Paymap Inc., a Colorado-based payment processing company, and LoanCare, a Virginia-based residential mortgage servicer, have been fined by the Consumer Financial Protection Bureau (CFPB) for alleged false advertising in connection with a mortgage payment program.
Specifically, Paymap will return $33.4 million in fees to consumers and pay a $5 million civil penalty to the CFPB, and LoanCare will pay a $100,000 civil penalty.
According to a CFPB press release, LoanCare entered into an agreement with Paymap in 2011 to offer the Equity Accelerator Program, an electronic payment system that was supposed to help borrowers pay down their mortgages faster. The mortgage payment program promised to help homeowners save tens of thousands of dollars in interest by making more frequent mortgage payments.
Consumers were typically charged an enrollment fee of $295 when signing up for the program, the CFPB says. In addition, they paid a transaction fee for each automatic debit that Paymap made, typically $2.50. Since July 21, 2011, approximately 125,000 consumers enrolled in the program, yielding Paymap about $33.4 million in fees, the bureau says in its release.

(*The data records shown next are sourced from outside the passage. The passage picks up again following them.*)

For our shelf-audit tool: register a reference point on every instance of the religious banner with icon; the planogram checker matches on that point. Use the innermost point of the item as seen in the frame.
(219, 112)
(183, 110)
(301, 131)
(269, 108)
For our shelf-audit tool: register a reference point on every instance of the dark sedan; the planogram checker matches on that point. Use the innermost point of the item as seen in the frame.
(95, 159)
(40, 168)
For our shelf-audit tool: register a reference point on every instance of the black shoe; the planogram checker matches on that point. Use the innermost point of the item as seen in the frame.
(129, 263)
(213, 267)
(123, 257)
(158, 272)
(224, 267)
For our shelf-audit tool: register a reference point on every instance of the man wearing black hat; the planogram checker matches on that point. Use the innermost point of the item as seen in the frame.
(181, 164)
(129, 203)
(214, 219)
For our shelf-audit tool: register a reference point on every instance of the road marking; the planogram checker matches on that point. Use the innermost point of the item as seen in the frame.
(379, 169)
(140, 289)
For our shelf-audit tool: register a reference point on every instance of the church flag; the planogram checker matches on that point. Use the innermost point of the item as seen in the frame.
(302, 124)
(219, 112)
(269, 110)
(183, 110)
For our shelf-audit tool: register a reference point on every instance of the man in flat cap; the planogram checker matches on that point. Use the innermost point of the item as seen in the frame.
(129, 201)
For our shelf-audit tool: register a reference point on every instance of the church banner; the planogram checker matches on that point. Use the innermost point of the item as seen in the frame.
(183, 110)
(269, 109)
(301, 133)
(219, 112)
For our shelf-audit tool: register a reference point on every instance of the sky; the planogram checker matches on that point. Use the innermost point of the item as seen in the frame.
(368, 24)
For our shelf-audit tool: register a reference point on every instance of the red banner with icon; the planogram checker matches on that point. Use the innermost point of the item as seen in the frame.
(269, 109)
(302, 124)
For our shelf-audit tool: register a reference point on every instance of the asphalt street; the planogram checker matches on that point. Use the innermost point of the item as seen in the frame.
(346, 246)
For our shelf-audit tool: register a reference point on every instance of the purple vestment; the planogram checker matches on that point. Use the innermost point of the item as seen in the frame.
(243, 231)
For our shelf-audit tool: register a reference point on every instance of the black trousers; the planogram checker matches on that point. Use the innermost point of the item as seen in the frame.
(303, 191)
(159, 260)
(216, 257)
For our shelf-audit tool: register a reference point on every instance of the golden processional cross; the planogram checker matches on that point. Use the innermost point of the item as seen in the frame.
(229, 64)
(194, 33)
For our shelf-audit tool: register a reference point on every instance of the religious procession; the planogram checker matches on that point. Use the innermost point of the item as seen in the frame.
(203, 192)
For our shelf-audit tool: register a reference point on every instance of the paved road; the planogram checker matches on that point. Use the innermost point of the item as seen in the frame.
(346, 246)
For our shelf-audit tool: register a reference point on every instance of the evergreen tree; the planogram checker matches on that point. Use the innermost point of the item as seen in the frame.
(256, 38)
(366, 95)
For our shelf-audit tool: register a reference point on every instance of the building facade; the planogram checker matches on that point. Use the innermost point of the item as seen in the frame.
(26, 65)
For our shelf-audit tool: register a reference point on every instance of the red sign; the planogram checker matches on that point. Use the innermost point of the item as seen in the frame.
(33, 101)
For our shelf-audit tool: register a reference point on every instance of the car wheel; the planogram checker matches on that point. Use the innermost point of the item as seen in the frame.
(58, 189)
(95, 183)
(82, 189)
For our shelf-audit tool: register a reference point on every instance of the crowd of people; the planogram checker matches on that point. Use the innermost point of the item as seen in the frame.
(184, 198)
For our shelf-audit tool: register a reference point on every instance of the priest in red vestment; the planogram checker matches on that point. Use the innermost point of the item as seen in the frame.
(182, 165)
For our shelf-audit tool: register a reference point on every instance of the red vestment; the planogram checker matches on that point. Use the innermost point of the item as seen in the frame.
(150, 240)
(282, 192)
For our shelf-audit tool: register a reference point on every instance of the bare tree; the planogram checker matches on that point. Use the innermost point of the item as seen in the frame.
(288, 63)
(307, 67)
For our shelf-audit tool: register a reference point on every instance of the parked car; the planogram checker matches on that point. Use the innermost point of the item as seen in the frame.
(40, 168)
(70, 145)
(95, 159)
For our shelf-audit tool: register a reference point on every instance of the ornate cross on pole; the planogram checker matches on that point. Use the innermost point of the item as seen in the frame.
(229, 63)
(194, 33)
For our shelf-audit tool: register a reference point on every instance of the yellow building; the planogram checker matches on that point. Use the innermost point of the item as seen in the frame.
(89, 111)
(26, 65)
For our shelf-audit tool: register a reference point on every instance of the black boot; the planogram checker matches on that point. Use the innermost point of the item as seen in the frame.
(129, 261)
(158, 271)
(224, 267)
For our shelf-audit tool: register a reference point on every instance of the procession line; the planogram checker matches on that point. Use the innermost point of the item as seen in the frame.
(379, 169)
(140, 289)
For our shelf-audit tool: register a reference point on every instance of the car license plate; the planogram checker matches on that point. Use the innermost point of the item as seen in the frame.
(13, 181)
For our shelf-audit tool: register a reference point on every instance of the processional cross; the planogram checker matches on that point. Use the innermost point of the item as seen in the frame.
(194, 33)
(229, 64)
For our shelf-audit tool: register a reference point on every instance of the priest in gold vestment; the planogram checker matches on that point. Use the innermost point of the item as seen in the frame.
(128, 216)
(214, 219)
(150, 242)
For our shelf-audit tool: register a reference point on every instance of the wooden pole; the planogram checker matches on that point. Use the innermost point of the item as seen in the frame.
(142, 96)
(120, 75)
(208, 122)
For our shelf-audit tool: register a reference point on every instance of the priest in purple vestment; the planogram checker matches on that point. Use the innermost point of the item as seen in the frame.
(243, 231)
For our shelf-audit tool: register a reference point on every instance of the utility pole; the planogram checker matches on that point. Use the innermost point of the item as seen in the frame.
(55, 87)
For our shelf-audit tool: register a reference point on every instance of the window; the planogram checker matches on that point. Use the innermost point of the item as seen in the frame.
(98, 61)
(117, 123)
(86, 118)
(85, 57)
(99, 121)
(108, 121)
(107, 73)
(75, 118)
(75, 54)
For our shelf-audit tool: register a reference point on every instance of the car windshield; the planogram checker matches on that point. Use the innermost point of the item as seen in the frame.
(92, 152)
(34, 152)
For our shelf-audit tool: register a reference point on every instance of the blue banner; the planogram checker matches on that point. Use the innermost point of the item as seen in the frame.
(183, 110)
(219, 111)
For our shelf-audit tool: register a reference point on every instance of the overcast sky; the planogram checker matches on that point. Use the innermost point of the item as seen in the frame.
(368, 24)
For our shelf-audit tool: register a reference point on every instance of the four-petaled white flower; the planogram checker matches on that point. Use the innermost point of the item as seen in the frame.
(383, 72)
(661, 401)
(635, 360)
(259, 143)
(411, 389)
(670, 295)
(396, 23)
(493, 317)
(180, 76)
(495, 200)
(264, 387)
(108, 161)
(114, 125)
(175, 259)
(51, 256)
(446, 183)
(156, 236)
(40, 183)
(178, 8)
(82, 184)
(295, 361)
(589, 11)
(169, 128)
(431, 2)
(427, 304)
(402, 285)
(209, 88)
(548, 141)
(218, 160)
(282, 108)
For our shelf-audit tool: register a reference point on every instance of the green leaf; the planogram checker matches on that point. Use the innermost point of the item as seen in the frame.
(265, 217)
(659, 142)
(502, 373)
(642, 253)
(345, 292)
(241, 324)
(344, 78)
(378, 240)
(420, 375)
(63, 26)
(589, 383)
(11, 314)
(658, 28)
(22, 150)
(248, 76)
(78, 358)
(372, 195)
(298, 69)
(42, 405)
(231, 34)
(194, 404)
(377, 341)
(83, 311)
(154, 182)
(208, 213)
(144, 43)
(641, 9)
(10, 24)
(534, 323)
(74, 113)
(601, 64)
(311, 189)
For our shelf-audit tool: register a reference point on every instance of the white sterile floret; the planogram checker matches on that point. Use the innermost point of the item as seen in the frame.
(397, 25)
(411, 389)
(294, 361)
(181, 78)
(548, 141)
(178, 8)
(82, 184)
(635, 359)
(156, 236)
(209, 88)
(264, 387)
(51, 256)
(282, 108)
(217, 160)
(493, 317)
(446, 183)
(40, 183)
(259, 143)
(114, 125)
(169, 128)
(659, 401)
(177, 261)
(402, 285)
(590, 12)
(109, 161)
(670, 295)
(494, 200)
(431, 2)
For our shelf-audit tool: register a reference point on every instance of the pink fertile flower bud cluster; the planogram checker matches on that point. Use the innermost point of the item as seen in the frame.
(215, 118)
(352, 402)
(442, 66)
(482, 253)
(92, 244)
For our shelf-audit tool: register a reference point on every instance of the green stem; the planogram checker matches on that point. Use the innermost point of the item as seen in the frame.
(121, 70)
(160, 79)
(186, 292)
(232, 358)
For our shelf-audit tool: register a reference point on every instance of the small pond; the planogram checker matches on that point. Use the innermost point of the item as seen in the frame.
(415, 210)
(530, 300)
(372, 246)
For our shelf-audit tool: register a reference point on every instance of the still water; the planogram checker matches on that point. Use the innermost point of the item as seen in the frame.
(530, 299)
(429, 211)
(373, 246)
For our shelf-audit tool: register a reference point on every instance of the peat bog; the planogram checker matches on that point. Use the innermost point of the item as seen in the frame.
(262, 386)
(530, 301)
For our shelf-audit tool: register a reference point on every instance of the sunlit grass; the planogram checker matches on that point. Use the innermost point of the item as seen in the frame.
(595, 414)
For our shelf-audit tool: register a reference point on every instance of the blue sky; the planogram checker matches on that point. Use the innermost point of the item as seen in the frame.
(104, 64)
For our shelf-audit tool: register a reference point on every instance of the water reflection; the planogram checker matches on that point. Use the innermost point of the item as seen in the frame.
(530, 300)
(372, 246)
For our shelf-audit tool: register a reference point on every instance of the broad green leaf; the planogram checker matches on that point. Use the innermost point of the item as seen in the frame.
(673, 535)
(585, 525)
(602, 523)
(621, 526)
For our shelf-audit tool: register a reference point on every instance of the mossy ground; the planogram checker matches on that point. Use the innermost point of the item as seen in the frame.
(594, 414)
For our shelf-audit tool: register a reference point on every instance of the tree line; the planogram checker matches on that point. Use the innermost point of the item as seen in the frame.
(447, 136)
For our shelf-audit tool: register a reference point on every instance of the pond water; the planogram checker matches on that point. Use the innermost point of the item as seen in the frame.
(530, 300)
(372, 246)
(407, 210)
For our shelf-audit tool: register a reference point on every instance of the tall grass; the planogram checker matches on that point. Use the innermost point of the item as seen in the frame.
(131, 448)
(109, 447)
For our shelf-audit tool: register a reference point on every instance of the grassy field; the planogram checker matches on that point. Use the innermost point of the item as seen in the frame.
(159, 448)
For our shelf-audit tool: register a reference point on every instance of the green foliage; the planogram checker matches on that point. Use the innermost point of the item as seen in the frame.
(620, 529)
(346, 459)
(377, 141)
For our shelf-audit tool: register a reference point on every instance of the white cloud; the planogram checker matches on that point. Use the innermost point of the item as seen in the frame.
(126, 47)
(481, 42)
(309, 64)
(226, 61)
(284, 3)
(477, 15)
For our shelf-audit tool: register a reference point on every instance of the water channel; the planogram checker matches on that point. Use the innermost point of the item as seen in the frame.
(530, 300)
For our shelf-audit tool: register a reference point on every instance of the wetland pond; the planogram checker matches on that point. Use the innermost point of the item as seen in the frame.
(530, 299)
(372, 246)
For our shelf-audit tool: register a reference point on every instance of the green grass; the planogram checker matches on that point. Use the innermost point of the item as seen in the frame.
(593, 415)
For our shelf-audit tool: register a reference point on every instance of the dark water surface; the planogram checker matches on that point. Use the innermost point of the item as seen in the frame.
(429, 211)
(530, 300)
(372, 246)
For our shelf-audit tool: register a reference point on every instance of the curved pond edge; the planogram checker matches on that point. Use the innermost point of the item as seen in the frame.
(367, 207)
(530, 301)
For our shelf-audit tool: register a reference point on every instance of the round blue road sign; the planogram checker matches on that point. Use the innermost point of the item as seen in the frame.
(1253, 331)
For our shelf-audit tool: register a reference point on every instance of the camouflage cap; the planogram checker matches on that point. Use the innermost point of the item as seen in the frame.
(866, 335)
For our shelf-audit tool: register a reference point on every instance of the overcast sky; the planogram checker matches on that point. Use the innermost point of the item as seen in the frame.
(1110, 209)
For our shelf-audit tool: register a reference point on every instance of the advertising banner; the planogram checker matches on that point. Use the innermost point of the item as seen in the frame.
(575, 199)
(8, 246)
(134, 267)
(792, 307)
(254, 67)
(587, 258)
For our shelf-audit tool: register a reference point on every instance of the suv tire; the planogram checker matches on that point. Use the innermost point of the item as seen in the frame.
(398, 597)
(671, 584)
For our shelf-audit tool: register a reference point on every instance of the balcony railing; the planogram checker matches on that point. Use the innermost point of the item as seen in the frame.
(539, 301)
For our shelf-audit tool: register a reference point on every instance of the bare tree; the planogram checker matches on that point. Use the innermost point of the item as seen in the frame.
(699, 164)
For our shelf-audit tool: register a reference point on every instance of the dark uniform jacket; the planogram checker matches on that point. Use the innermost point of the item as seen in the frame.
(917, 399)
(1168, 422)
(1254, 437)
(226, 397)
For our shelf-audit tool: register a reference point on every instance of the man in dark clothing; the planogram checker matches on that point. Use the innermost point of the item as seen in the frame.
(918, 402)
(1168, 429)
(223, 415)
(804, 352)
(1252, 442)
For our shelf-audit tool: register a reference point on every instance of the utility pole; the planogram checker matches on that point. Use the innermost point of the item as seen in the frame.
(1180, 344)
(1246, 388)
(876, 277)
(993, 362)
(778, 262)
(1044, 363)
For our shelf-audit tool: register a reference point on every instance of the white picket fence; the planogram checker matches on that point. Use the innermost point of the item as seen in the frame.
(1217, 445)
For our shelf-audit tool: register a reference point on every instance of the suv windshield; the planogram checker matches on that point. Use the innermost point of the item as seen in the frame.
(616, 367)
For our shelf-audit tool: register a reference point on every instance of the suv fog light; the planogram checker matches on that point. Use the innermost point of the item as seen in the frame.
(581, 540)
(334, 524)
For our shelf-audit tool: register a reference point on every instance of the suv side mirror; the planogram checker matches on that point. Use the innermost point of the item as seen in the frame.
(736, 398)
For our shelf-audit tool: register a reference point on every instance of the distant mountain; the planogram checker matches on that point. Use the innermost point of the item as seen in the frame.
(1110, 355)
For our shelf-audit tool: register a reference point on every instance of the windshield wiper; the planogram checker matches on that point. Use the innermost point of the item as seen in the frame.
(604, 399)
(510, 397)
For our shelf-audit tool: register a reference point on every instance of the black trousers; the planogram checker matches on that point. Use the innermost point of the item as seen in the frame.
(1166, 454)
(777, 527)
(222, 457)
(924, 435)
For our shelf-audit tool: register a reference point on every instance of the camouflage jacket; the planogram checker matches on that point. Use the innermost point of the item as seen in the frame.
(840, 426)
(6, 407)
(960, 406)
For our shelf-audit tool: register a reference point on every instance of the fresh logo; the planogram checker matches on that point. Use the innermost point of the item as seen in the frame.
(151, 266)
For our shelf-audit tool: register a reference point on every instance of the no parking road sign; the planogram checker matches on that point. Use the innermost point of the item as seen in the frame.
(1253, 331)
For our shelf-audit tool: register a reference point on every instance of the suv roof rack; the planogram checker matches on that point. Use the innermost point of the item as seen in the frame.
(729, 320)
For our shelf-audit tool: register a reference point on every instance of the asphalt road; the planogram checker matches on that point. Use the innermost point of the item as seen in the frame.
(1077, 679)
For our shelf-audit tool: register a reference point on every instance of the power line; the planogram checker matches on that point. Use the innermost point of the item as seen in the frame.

In 2012, LoanCare and Paymap marketed the Equity Accelerator to LoanCare's customers, sending them solicitations on LoanCare's letterhead. Like the other servicers it partnered with, Paymap shared a portion of consumers' fees with LoanCare.
In the ads, the companies claimed that consumers who enrolled in the program would have a new, biweekly payoff schedule that would help them payoff the interest on their loans much faster. However, the program did not make more frequent payments on consumers' mortgages – instead they were paid off on the original schedule, despite the fact that withdrawals from consumers' accounts were made more frequently, the bureau says.
What's more, Paymap's prominent claims of tens of thousands of dollars in interest savings were made without any supporting evidence, the CFPB says.
Consumers were ‘lured’ into the program with claims that they could save as much as $33,000 in interest, the bureau says. Paymap and LoanCare, however, had no factual basis to support this claim. Only a tiny percentage of consumers who signed up for the program realized this level of savings, the CFPB says.
The two companies also misled consumers about when their payments would be applied, the bureau says. Although consumers were told that the program would change their payoff schedule to every two weeks, payments were not made more frequently. Paymap instead held payments in custodial accounts and paid the mortgages on their original monthly schedule. Meanwhile, consumers were charged a transaction fee for every withdrawal.
It is unclear from the CFPB's release whether the other servicers that partnered with Paymap will also face fines.